Originally Posted by falconea
I'm looking at a suitcase by Wenger - an "Interlaken". It's made of 600 denier Ballistic Nylon, according to the company.
Does anyone know if this is a good choice for a 3 month, 20 flight, lots of rail travel trip? We're going to want something durable.
I've been unable to find out anything at all about 600 denier ballistic nylon.
And in line with the subject - here is what I do know about suitcase fabrics:
1000 Denier Cordura - made from multiple filament threads, giving feel of cotton canvas and slight "furriness" - can collect dust and dirt. Very abrasion resistant, not as rip resistant as ballistic nylon.
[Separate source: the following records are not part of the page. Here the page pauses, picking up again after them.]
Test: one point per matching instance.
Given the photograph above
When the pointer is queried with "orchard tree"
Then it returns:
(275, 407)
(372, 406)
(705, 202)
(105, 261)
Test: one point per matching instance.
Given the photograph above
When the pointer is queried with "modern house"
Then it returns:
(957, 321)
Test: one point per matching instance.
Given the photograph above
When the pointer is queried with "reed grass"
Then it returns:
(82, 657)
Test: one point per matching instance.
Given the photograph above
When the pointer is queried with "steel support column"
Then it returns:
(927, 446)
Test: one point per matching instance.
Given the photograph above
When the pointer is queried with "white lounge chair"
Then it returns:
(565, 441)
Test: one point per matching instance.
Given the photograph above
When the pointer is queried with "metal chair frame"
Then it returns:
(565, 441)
Edges prone to fraying - finished edges and coatings on fabric eliminate this problem. Very durable.
1050 Denier Ballistic Nylon - made from a filament thread. Is woven 2 threads together. Is a slick fabric, very hard to dye, good rip resistance, not so good abrasion resistance. Very prone to fraying - edges must be finished. Good durability.
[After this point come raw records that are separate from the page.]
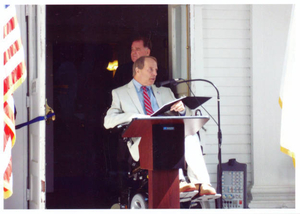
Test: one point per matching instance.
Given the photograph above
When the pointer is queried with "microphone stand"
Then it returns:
(219, 180)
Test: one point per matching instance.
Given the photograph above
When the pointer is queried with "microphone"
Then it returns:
(171, 81)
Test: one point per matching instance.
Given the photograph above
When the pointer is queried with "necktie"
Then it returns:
(147, 101)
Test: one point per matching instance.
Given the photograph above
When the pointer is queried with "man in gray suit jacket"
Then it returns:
(128, 103)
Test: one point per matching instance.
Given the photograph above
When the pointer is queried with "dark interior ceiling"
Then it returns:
(106, 21)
1680 Denier Ballistic Nylon - made from a filament thread. Is much thicker, and much cheaper than 1050 denier. Frays badly. Looks fantastic when new but wears badly.
The denier and the number indicates the thickness of the fabric. I think it is actually a measure of threads per inch or something like that but I forget exactly how it is calculated. But, the higher the number, the tougher the fabric. The downside of higher denier is that it is also heavier.
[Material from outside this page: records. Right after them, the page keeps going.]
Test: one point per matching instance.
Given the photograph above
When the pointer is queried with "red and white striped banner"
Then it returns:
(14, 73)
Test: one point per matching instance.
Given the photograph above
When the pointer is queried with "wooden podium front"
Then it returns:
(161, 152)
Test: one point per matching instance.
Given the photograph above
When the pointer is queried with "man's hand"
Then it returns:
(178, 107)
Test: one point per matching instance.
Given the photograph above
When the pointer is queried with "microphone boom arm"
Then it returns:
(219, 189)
As an example, if you search around here you will find lots of people who travel a great deal like a few brands. One of the more popular is Briggs and Riley. Their high end products use 2520 denier ballistic nylon. They are incredibly tough and have an unconditional lifetime warranty, even against airline damage. Another high quality brand, Red Oxx, that specializes in ultra light bags with no wheels uses 1000 denier. Tumi uses 1680 or 1800 denier from what I can tell. There are also coatings and things that are added to the fabric. So I think your descriptions of the different fabrics is probably a bit off. For instance, 1680 denier in the case of Tumi isnt at all inexpensive. It is also fairly rugged.